Server-side Filecoin address compliance checks

Motivation

For legal reasons: In addition to checking participant Filecoin addresses against https://www.chainalysis.com/ on the client side, also perform these checks on the server side. Clients cannot be trusted and therefore the checks need to be replicated on the server.

This document is aimed at deciding where and how to perform these checks.
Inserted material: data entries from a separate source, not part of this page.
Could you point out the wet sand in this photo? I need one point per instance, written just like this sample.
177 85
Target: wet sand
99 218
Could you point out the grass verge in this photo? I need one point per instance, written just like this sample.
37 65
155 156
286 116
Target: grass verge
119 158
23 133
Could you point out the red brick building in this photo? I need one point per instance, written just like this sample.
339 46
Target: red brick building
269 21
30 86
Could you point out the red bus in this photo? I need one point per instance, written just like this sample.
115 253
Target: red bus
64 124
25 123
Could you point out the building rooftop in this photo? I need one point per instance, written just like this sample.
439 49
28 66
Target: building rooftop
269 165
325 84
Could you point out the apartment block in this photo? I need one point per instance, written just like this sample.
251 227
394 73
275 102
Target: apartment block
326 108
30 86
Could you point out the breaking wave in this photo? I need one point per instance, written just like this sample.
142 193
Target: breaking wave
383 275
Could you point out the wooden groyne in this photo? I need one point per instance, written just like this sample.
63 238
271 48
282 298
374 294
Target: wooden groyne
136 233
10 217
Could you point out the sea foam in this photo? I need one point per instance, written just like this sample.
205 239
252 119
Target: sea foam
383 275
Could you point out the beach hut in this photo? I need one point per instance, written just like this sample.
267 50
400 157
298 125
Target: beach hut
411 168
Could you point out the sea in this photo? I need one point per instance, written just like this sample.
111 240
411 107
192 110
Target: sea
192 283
We must not send FIL to sanctioned addresses.

Services overview

spark-api

spark-api is the first server-side receiver of measurements. Checker nodes submit measurements to it one by one. After initial validation, it persists those measurements in spark-db.

spark-publish

The service periodically publishes batches of measurements from spark-db to the smart contract.

spark-evaluate

For each batch of measurements received via the smart contract, the service preprocesses them, and at round end sends reward scores to spark-rewards.

spark-rewards

Once per week, reward participants.

smart-contract

Lookup strategy

Looking up compliance information from Chainalysis for each measurement is not desired:

Each participant will create multiple measurements over a short time frame, therefore unnecessarily many requests will be made, that with high certainty will produce the same result. We neither want to be blocked by Chainalysis, nor create unnecessary load on the network stack, nor waste energy.

Lookup frequency

Looking up compliance information for each participant, is better, but the question is, at which frequency:

  1. Strategy a.: If we hook into spark-publish, or spark-evaluate's preprocess step, we can look up compliance information for each participant of a 1 minute batch of measurements. This will still lead to redundant work if a participant is active for more than 1 minute. ❌
  1. Strategy b.: If we hook into spark-evaluate's reward step, we can look up compliance information for each participant of a 20 minutes round. This will lead to some redundant work if a participant is active for more than 20 minutes. ✅
    1. This way we can visualize the sanctioned measurement count
  1. Strategy c.: If we add a cache to be put in front of Chainalysis, we don’t need to be worried about rate limiting or causing them unnecessary stress. This also gives us more freedom in choosing where we read the cache from. On the other hand, one can argue the Chainalysis already uses a cache, and we’re simply replicating that part of infrastructure. However, with regards to lookup frequency, we are in full control over how often we want to refresh compliance information. ✅
  1. Strategy d.: Spark-rewards
  1. Strategy e.: Smart contract

Error handling

Unavailability of Chainalysis needs to be dealt with, both for failing and slow responses.

Failure

In case of a request failure, impact depends on the lookup strategy (see above)used:

  1. For strategy a., a participant’s work over 1 minute will be unrewarded. ✅
  1. For strategy b., a participant’s work over 20 minutes will be unrewarded. ❌
  1. For strategy c., we assume that our cache will be highly available, and we assume that a Chainalysis cache update failure will simply lead to potentially stale information being used. ✅✅
💡

This could be mitigated with retries, at the cost of negative impact on our services and processing times (we must not get behind).

Slowness

In case of a slow request, impact also depends on the lookup strategy (see above) used:

  1. For strategy a., delays are bad since they hold up the “tight” 1 minute publish loop, and cause a delay for all other participants. ❌
  1. For strategy b., the impact is minimal, as long as the request can be resolved in less than 15 minutes (20 minutes round length - 5 minutes buffer) ✅
  1. For strategy c., we assume that our cache will be highly available, and we assume that Chainalysis cache update slowness will simply lead to potentially stale information being used. ✅ ✅

Proposal

Spark-rewards

Runs only once a week

Manual process

No time pressure on completion time

  1. Receive scheduled rewards update, every 20 minutes
    1. Nothing to be done: In ToS it says it’s the participant’s responsibility to continuously monitor the sanctions list. If they suddenly become part of the list, they are required to stop participating.
  1. Commit scheduled rewards to the smart contract, every 7 days
    1. Here we perform the compliance checks, with adequate concurrency, caching, error handling / retrying.

We have decided it’s not crucial at the moment to reject measurements from sanctioned participants as soon as possible. We have also decided it’s ok to use their results in spark data.

Implementation plan:

  • Add another pMap in commit-rewards.js, with retries and timeouts
    • This will check only participants who have passed the previous ≥0.1 FIL check
    • Add console.log() to create a bit of visibility (optionally count total number of addresses discarded for this reason)

Action items:

  • @Julian Gruber ask Patrick whether he wants to check this with lawyers:
    > We have also decided it’s ok to use their results in spark data.